I recently changed my 3 hard drives combo to just one. Purchased a WD Black 640GB as replacement.

I went on two power calculting website to figure out how much power i would save in getting rid of 2 hard drives. Both sites gave me a result of 50 watts in savings.

I don't really know if this is true or not. 25 watts per drive seems pretty darn high.

Anyway, i'm pretty sure that i'll comsume less energy with only one hard drive.


----------



## largon (Jul 18, 2009)

50W? 
BS.

Just look up the sticker on your HDD; there will be absolute maximum amperage ratings for 12V and 5V that the drive feeds on. For example my Samsung F1 640GB is rated 0.7A @ 12V and 0.5A @ 5V. That's maximum power draw of 13.8W. In reality the drive gets anywhere near that figure only during spin-up. Idle consumption should be ~5W or so, load read/write would be 1-2W more.


----------



## angelkiller (Jul 18, 2009)

Check here for some power measurements of some fairly common drives. On average a 7200rpm drive uses about 7-8W idle and 9-12W when seeking heavily.

The hdd label is a good source of info on its power consumption.
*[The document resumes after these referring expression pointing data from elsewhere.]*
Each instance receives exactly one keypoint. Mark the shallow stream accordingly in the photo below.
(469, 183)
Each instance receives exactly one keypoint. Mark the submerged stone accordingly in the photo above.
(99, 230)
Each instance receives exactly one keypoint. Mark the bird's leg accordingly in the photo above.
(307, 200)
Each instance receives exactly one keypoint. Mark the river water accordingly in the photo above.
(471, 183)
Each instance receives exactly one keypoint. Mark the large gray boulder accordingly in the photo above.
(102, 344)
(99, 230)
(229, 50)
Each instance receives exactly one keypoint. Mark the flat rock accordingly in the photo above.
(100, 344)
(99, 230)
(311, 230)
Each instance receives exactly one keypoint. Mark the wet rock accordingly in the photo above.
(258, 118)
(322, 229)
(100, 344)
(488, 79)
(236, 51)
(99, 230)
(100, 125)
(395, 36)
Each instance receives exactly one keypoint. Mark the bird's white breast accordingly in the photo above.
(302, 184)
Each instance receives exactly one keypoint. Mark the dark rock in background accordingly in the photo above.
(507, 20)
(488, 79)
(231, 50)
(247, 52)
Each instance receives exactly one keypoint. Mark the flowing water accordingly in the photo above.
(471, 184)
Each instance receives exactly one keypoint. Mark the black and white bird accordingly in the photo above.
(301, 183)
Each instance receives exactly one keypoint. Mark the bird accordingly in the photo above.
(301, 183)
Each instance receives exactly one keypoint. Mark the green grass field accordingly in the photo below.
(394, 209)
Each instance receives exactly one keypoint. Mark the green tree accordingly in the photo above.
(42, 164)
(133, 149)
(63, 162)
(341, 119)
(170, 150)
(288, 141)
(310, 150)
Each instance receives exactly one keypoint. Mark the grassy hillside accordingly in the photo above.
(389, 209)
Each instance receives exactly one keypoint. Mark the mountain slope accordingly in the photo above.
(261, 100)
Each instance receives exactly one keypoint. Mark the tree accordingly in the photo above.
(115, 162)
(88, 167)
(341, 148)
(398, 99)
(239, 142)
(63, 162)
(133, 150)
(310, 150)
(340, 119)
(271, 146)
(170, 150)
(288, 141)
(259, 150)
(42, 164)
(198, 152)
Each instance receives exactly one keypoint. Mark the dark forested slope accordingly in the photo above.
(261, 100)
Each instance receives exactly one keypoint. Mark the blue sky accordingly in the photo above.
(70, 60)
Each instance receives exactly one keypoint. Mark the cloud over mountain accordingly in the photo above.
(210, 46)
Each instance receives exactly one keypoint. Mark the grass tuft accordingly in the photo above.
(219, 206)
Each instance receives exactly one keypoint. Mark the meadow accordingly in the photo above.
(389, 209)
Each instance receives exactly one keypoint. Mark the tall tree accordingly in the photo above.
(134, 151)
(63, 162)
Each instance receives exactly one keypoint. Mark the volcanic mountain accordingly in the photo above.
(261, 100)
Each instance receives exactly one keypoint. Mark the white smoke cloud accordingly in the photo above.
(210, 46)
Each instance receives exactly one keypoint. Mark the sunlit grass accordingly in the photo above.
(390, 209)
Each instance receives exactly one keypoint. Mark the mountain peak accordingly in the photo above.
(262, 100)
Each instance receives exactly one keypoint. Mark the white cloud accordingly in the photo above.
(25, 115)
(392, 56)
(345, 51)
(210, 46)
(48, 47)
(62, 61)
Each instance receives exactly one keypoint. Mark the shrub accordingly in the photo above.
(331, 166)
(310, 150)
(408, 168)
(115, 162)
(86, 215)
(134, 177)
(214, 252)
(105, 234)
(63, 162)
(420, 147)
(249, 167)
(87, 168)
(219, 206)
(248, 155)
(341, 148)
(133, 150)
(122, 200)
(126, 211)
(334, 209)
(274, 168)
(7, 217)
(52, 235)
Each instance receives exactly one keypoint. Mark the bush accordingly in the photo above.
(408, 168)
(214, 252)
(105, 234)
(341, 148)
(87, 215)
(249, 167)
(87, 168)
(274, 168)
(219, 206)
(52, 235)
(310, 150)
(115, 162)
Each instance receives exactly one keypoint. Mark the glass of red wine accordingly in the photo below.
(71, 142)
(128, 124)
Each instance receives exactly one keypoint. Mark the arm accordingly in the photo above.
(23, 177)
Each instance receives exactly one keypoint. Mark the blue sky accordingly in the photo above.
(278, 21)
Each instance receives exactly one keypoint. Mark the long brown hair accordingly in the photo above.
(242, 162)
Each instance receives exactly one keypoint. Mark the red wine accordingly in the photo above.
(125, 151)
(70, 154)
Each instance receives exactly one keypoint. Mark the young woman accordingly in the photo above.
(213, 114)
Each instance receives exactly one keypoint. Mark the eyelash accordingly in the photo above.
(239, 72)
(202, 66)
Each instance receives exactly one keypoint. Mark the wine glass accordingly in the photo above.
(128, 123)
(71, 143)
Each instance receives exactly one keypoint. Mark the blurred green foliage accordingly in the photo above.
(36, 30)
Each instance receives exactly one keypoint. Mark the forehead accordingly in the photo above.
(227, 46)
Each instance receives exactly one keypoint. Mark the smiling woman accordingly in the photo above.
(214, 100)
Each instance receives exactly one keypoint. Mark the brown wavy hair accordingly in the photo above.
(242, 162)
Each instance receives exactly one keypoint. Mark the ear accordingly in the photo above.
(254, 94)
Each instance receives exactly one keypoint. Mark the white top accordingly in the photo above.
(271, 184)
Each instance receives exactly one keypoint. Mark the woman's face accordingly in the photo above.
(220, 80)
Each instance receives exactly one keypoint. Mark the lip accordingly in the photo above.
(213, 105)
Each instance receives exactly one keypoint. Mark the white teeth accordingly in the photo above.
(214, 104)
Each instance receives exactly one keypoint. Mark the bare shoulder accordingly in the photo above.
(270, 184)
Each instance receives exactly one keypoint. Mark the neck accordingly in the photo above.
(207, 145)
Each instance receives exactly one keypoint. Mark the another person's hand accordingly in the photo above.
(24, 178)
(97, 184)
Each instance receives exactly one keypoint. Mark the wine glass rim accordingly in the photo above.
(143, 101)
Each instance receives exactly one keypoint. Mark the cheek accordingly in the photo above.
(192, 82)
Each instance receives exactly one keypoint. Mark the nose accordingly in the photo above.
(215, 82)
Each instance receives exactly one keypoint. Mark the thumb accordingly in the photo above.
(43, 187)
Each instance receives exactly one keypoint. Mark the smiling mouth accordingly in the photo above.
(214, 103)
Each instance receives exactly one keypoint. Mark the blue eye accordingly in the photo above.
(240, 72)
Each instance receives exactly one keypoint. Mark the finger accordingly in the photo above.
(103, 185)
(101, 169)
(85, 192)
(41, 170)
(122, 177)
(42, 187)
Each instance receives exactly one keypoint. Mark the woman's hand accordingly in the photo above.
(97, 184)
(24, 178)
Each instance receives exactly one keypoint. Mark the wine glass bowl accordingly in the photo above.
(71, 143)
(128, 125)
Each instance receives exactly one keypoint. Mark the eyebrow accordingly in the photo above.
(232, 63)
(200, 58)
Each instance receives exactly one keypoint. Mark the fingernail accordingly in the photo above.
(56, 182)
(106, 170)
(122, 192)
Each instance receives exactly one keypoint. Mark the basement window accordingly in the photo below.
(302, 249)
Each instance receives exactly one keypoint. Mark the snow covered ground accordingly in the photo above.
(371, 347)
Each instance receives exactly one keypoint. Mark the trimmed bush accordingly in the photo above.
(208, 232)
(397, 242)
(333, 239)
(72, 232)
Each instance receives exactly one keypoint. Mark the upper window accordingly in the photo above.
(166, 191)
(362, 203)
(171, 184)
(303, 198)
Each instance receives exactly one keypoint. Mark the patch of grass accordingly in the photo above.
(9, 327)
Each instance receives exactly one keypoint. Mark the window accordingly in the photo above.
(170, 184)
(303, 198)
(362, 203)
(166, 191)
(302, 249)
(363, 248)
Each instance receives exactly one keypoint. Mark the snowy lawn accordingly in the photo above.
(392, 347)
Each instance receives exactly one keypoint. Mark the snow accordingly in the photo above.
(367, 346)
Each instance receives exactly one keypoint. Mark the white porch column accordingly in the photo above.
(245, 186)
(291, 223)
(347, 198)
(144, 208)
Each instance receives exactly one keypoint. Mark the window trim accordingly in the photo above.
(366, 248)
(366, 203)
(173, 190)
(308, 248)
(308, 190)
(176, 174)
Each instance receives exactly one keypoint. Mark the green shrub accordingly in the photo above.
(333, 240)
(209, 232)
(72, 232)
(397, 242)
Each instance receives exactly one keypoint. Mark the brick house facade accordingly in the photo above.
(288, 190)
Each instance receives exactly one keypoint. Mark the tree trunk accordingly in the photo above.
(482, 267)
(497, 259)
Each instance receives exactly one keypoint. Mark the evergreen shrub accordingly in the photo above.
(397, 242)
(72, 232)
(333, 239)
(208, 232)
However, I don't that that's the absolute maximum. I think the power supply calulator is correct. It its taking into consideration the startup current. When a hdd starts up, it draws a considerable amount of power (~20+W). But it's only for a fraction of a second. So if you were measuring power consumption, you wouldn't see a 50W drop, more than likely only around 15-18W on idle.


----------